REPUBLIKA.CO.ID, YANGON -- Pemerintah bayangan Myanmar, National Unity Government (NUG), memperingatkan rezim militer bahwa setiap penjualan misi diplomatik negara tersebut dikategorikan melanggar hukum.
Menteri Perencanaan, Keuangan, dan Investasi NUG U Tin Tun Naing menyampaikan peringatan tersebut setelah mereka mendapatkan laporan yang kredibel tentang rencana rezim menjual lahan Kedutaan Besar Myanmar di Tokyo, Jepang. Media lokal The Irrawaddy menghubungi kedutaan di Tokyo untuk meminta komentar, tetapi pejabat kedutaan tidak tersedia.
Meskipun informasi mengenai rencana penjualan belum diketahui, tetapi hal itu menunjukkan rezim semakin membutuhkan mata uang keras (hard currency). Ekonomi Myanmar menurun tajam sejak kudeta militer seiring mengeringnya investasi baru, penarikan investasi yang telah ada, serta penghentian proyek infrastruktur yang didukung pihak internasional.

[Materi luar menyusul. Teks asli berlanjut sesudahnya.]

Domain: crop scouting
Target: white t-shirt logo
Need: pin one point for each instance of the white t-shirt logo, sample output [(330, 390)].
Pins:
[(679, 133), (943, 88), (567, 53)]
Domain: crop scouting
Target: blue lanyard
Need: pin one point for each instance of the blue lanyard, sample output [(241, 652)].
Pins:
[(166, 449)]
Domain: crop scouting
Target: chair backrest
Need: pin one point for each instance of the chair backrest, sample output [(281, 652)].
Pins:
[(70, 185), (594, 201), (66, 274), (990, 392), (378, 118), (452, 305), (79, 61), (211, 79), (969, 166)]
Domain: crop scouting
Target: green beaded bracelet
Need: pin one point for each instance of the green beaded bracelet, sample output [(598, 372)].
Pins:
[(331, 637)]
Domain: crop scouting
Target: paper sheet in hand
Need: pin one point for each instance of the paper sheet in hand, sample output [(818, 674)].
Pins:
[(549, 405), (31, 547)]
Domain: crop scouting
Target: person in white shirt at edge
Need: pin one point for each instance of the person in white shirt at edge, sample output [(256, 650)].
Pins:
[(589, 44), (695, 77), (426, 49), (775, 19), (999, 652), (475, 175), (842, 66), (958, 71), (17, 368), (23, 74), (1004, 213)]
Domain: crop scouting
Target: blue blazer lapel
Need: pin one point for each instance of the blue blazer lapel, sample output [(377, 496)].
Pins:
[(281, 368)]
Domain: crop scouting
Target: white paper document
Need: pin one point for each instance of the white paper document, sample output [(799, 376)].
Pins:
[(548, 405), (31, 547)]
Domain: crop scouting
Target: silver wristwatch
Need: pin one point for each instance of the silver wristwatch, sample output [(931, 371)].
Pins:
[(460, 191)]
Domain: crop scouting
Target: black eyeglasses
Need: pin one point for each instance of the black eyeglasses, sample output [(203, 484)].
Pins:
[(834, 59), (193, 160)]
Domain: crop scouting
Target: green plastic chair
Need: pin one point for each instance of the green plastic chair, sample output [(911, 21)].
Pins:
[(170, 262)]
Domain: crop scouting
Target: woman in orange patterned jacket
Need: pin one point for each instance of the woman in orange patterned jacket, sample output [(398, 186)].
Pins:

Hal itu juga dikarenakan sanksi dari negara-negara Barat terhadap rezim militer di tengah pembunuhan brutal pasukan junta terhadap lebih dari 1.000 pengunjuk rasa, aktivis, serta pemuda. Warga Myanmar ikut menolak membayar pajak dan berhenti membeli tiket lotre sebagai bagian dari kampanye pemboikotan untuk mengurangi pendapatan rezim dan menyangkal legitimasinya.
“Karena mereka sangat membutuhkan mata uang asing, kemungkinan mereka berencana untuk menjual tanah kedutaan di negara lain juga,” kata U Tin Tun Naing dikutip dari The Irrawaddy, Kamis (16/9).
Pengumuman NUG menyatakan pemerintahan rezim militer sekaligus lembaga dan organisasi di bawahnya tidak berhak mengontrol, mengelola, atau menjual lahan publik sehingga setiap penjualan misi diplomatik negara tersebut dilarang. NUG menambahkan penjual atau pembeli, atau keduanya dalam transaksi tersebut akan diproses hukum pada waktu dan yurisdiksi yang ditentukan pemerintah bayangan.
NUG akan berkoordinasi dengan otoritas terkait di negara tempat misi diplomatik Myanmar berada untuk mencegah transaksi yang dilarang tersebut. Myanmar diguncang kudeta sejak 1 Februari di mana militer menggulingkan pemerintah terpilih Aung San Suu Kyi.
Militer berdalih pemilu yang mengantarkan Suu Kyi terpilih dengan suara terbanyak penuh kecurangan. Kelompok pemantau sipil melaporkan sebanyak 1.093 orang tewas sejak militer melakukan kudeta dan 6.533 orang masih ditahan hingga 15 September.